Ife is a fearless and dedicated advocate who centres her client’s needs.
Ife successfully completed her pupillage at 1MCB Chambers in December 2022. Ife’s practice encompasses criminal defence, actions against the police, human rights and civil liberties, and housing. She also accepts instructions in public law, international human rights and family matters.
Ife is frequently instructed on cases that give rise to issues of systemic discrimination, anti-Blackness and racial trauma.
In crime, Ife deals with youth, magistrates and Crown Court matters. She has particular expertise defending vulnerable defendants, including those with severe and complex mental health issues and drug addiction, and is often found making successful applications for adjournments to assess her client’s fitness to plead or fitness to stand trial. She has also represented victims of trafficking and child criminal exploitation. She has also dealt with Crown Court appeals.
She is regularly instructed in cases involving allegations of assaults on emergency workers cases in the Crown Court, in which she is able to contextualise her client’s experience and ensure it is at the heart of the case, as well as successfully bringing up issues like racial trauma. One such case in which she relied on a racial trauma expert led to the prosecution offering no evidence against her youth client: the case was covered by LAG. Ife is also interested in challenges against the use of police powers at protests and protecting protesters’ rights within a criminal context. Ife is the founding Director of Black Protest Legal Support, an organisation formed to monitor police misconduct at BLM protests in 2020, where she trained legal observers, provided legal assistance and drafted legal advice ‘bust cards’ that were handed out directly to activists. She has been invited to many seminars to discuss her work on protest and human rights including the DFF Fund, Reb Law Conference and the Law Centre conference.
Ife is also well versed in defending applications for Criminal Behaviour Orders and ensuring her clients’ human rights are upheld. This has led to many wide-reaching conditions being removed from the order. She has also represented high profile drill rappers challenging alleged breaches of their criminal behaviour orders. She has also successfully resisted disproportionate terms in Sexual Risk Orders.
Her background in international human rights law, youth work and her work as a cultural and Black-British English independent researcher makes her qualified to advise on these matters within a criminal context and she was appointed a UN Human rights Fellow in 2020 focusing on the human rights situation of people of African Descent in the UK.
Ife has represented clients in civil actions against the police matters including cases involving unlawful stop and searches. She also accepts instructions in inquests and public inquires. She supported the inquest legal team for Blessing Olusegun and is a part of the Justice for the Chis Kaba Campaign. Ife has an ongoing interest in Article 2 inquests since supporting the Sarah Reed Campaign which meant spending time with the family and the inquest legal team. Due to her criminal practice, she is used to dealing with drafting witness questions to put forward her client’s case in cross examination and also dealing with disclosure and unused material to find any points that can assist her client’s case. Her experience as a criminal trial advocate makes her well suited to jury trial advocacy at inquests and means that she has the skills required for inquiry work.
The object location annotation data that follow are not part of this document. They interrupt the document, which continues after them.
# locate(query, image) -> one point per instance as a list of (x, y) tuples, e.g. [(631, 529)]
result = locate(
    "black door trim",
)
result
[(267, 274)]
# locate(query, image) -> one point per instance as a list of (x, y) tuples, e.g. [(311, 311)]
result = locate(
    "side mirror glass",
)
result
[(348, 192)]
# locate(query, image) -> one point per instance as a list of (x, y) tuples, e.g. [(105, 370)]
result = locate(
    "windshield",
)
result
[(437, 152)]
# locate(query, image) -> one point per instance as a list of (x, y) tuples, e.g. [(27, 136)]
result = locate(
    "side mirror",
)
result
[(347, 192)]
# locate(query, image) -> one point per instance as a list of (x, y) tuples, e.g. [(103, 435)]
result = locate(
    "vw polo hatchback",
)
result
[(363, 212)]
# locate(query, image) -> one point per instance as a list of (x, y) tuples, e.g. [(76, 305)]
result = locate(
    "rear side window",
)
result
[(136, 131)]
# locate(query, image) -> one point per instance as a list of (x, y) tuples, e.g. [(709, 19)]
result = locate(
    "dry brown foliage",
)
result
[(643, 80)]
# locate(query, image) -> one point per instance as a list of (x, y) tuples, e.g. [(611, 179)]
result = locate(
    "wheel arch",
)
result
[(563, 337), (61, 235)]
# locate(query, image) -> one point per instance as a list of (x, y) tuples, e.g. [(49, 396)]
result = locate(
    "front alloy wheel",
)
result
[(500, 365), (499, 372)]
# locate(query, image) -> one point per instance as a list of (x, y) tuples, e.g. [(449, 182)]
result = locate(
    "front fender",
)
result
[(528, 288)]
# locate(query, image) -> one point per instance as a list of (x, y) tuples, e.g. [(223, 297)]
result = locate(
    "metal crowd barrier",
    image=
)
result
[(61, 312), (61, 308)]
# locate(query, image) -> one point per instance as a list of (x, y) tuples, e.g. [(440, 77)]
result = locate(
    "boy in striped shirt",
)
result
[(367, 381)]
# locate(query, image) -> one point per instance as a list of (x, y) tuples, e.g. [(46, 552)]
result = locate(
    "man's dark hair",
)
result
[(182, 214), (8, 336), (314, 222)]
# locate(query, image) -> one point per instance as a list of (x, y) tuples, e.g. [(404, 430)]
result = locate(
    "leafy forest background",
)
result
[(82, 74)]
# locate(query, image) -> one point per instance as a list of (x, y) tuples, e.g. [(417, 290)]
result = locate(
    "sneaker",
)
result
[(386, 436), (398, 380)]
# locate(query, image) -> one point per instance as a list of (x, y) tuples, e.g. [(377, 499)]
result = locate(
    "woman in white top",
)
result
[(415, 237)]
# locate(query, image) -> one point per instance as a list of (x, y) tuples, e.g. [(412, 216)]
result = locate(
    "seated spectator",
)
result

Examples of Ife’s work include:
R v Z (Youth Court) [2022]
Ife successfully applied to vacate a guilty plea and set down a trial with a racial trauma expert listed to demonstrate in her client’s state of mind at time of the arrest. Ife then drafted detailed representations to the Crown, which were read on the day of trial. The Crown offered no evidence shortly afterwards.
R v W (Magistrates court) [2022]
Ife drafted a skeleton argument focusing on breaches of PACE in the ID procedures used to identify her client. The CPS reviewed the skeleton argument and immediately offered no evidence to the charge in light of the breaches .
R v L (Magistrates Court) [2022]
Successfully raised issue of language injustice in closing speech as Crown sought to rely on a non-Jamaican patois speaker’s wrong interpretation of a word used by the defendant. Client was found not guilty.
R v X (Youth Court) [2022]
Youth client was spared a mandatory custodial sentence for possession of a knife after the judge read Ife’s sentencing note, which detailed her client’s adverse life circumstances and set out submissions on the harm a custodial sentence would have on his health and life outcomes. Ife also highlighted the issue of racial disparity in the youth custodial estate. The judge noted that Ife’s written submissions were extremely helpful.